Não era muito, mas, para a época, significava um bom resultado, e por isso o carro tinha desempenho interessante. Por essas e outras, o Passat surpreendeu na época. Para a linha 1976 veio o segundo integrante dessa família de motores, lançado no esportivo Passat TS: era o mesmo projeto mecânico, mas de 1,.6 litro, por meio de aumento do diâmetro dos cilindros — 76,5 mm para 79,5 mm, mesmo curso dos pistões de 80 mm —e carburador de corpo duplo, subindo sua potência líquida para 80 cv.
Nessa época, eu iniciava minha carreira jornalística, e dirigir um Passat TS era uma experiência inesquecível: se você parasse em um semáforo ao lado dos grandes Chevrolet Opala 4100 6-cilindros, Dodge Dart/Charger V-8 ou Ford Maverick 302 V-8, não precisava ter medo. O Passat, arrancando com vontade, acompanhava de igual para igual os maiores. Era só alegria a bordo do TS.
Em 1981, comecei a correr de Passat, sabendo que o carro tinha seus méritos e qualidades para o alto desempenho. Comprei um LS 1,5 duas-portas, desmontei seu 1500 e o altereis para 1.6 litro aumentando o diâmetro dos cilindros, como explicado Externamente, troquei o coletor de admissão e, num desmanche, achei o precioso carburador Solex 32/35 DIDTA de corpo duplo que vinha originalmente nos TS. Troquei o coletor de escapamento por um 4-em-1.

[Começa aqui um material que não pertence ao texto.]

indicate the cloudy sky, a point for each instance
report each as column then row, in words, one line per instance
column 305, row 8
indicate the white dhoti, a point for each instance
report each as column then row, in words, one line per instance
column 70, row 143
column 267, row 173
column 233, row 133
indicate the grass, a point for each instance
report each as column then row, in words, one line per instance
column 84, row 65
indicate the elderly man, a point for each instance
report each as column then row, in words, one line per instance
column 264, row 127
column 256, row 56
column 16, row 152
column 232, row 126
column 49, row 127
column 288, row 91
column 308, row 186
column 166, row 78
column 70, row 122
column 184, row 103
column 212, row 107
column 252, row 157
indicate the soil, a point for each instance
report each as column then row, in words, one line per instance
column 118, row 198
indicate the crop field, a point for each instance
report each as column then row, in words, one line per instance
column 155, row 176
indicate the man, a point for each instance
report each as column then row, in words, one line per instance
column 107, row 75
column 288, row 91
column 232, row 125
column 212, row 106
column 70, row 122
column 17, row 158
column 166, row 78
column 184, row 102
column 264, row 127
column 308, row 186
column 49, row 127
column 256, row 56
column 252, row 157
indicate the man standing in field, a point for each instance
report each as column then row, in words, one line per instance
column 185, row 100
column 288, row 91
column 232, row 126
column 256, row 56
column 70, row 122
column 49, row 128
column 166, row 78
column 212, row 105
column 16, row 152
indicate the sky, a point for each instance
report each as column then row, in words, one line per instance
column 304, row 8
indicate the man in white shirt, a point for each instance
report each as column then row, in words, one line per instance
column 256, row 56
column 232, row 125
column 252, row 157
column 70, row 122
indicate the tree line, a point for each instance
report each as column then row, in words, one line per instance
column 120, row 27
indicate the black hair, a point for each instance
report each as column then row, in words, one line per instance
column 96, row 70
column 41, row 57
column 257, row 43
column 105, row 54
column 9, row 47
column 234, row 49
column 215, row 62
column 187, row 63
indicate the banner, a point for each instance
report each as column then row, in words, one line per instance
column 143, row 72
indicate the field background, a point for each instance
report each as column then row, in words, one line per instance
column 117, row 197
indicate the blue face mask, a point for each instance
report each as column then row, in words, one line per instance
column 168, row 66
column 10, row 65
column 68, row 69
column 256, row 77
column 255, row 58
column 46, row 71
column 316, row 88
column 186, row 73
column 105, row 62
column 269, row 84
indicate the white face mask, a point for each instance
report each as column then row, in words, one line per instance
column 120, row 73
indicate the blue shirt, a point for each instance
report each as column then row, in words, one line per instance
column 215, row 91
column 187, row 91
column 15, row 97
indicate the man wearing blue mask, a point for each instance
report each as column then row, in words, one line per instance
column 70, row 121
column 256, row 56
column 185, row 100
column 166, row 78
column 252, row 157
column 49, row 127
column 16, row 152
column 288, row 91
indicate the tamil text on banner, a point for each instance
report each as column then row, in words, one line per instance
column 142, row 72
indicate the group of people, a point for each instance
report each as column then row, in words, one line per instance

No circuito antigo de Interlagos, assim configurado e abastecido com álcool, chegava na freada da Curva Três, no final da reta, a 7 mil rpm em 4ª marcha, 192 km/h.. Isso era muito rápido! Seu motor vindo do projeto alemão, se dava bem em todas as categorias que participasse nas corridas, e os preparadores deitavam e rolavam com componentes, como comandos de válvulas, cabeçotes trabalhados e por aí vai, que faziam o compacto motor de origem Daimler-Benz chegar a resultados espantosos de desempenho.
Claro, o projeto era bom, e por isso evoluiu dentro da VW. Se na sua versão original, lá do início dos anos 70, aqueles motores já davam potência a mais de 5.500 rpm, mostrando seu lado “girador” que não tem medo de rotações altas, suas evoluções se tornaram queridinhas nas mãos dos preparadores. Os profissionais faziam o motor respirar melhor com coletores de admissão maiores, permitindo carburação especial: um Weber duplo IDF de 40 mm, ou até dois deles, com cada corpo alimentando um cilindro.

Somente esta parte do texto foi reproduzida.